Rabu, 27 Januari 2010

Be Strong

Mendapatkan kekuatan dari kelemahan
“Mukmin yang kuat lebih baik dan lebih dicintai Allah daripada mukmin yang lemah, dan masing-masing mukmin ada kebaikan.
Bersemangatlah pada apa apa yang bermanfaat bagimu, meminta tolonglah pada Allah dan jangan merasa tidak mampu… (Hr. Muslim)

Kesadaran bahwa kita lemah akan mendorong kita menjadi kuat. Bahwa kelemahan bukanlah takdir. Tapi keadaan yang mesti diperbaiki. Dan kekuatan lebih disukai oleh siapapun, bahkan Allah. Karena dalam kekuatan ada usaha melawan ketidakberdayaan diri. Ada harapan yang mengalahkan keputusasaan. Tetapi kekuatan yang lahir dari keangkuhan, akan roboh karena rapuh.
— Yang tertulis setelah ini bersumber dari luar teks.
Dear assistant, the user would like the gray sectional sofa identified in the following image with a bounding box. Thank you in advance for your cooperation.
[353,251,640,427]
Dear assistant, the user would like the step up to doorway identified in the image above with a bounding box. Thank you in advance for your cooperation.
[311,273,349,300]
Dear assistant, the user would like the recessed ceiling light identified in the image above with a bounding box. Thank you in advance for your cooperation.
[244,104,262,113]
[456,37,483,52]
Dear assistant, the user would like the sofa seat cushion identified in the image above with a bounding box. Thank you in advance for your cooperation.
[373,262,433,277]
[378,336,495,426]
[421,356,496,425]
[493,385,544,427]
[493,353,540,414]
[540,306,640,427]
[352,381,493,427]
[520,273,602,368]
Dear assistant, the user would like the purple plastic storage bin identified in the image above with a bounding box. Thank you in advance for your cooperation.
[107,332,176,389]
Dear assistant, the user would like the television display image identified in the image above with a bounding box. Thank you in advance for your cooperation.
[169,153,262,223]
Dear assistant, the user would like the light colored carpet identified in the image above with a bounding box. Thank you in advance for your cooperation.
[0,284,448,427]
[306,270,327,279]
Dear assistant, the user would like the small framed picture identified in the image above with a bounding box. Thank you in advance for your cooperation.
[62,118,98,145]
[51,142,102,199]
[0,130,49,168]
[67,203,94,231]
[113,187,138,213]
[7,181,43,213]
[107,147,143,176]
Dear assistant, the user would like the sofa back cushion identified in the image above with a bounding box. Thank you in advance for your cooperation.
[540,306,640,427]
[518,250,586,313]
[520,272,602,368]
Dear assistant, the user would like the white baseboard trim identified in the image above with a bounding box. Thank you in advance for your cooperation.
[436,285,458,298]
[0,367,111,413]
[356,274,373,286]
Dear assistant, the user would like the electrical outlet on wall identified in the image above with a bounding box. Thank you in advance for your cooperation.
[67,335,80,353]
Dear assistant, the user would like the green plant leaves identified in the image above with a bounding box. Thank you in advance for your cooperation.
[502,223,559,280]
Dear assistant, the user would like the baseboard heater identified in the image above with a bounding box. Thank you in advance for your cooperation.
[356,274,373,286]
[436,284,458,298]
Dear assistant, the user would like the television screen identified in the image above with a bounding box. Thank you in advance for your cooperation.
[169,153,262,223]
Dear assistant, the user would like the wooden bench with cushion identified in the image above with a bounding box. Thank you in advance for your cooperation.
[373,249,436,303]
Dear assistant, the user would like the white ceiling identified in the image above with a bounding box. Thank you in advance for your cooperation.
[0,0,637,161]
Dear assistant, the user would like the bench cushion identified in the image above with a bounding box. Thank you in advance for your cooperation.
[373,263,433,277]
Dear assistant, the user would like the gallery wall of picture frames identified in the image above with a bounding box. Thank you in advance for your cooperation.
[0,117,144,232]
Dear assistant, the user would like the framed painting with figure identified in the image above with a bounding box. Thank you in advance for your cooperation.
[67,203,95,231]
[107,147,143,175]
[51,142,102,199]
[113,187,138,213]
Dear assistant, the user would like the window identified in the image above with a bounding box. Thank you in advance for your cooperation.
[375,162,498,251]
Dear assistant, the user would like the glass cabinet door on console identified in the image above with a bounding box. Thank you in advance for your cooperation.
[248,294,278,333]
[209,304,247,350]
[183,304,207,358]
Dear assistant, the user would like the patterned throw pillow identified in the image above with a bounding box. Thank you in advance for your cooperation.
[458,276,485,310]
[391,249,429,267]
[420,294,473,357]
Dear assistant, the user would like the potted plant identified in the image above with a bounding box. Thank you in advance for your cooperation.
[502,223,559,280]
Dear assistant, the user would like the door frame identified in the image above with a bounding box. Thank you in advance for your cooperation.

Karena kekuatan itu hanya topeng yang kita gunakan untuk menutupi kelemahan yang tak mau kita akui.
Memiliki kelemahan bukanlah sebuah kesalahan. Maka cintailah kelemahan … bukan membenci, mengumpat-umpat, mengeluarkan banyak sumpah serapah. Itu akan melipatgandakan kelemahan, menyabotase kekuatan yang terpendam.
Kita tak punya waktu untuk mengasihani diri dan tenggelam dalam kesedihan yang panjang. Banyak hal bermanfaat yang harus kita lakukan untuk menyikapi kelemahan kita.
Jika sedih dan bahagia adalah sebuah pilihan.
Mengapa kita tidak memilih menjadi bahagia. Kita punya pilihan …Kita bisa membuat keputusan

  1. Mulai berprasangka baik dan berpikir positif
  2. Mengubah kerutan cemberut jadi senyum. Menarik garis wajah lebih lebar ke samping. Menjadi ramah dan baik pada diri kita sendiri
  3. Bersemangat dan meyakinkan diri kita akan hal baik yang bisa kita lakukan hari ini
  4. Segera beranjak dari posisi badan yang membuat kita malas, mulai melakukan aktivitas yang membuat tubuh kita bergerak. Hingga energy tubuh mengalir ke jiwa, membakar semangat hidup
  5. Bertemu dengan orang-orang yang optimis dan bekerja keras, merasakan kebahagiaan saat mereka bekerja keras. Lalu membiarkan frekuensi semangat itu meradiasi hidup kita.
  6. Mengatakan pada diri kita sendiri untuk mulai berjuang dan berusaha.
  7. Mengucapkan selamat tinggal pada kesedihan dan membuka lembaran baru untuk menjadi bahagia dan bersemangat
Bersemangatlah melakukan hal-hal yang bermanfaat bagimu. Semangat akan mendorong kita mencapai tujuan yang telah kita tentukan. Jiwa yang senantiasa tersenyum dan bersemangat akan melihat kesulitan dengan nyaman, serta berusaha memanfaatkannya. Sedangkan jiwa yang muram akan melihat kesulitan sebagai kesedihan yang tak akan berakhir.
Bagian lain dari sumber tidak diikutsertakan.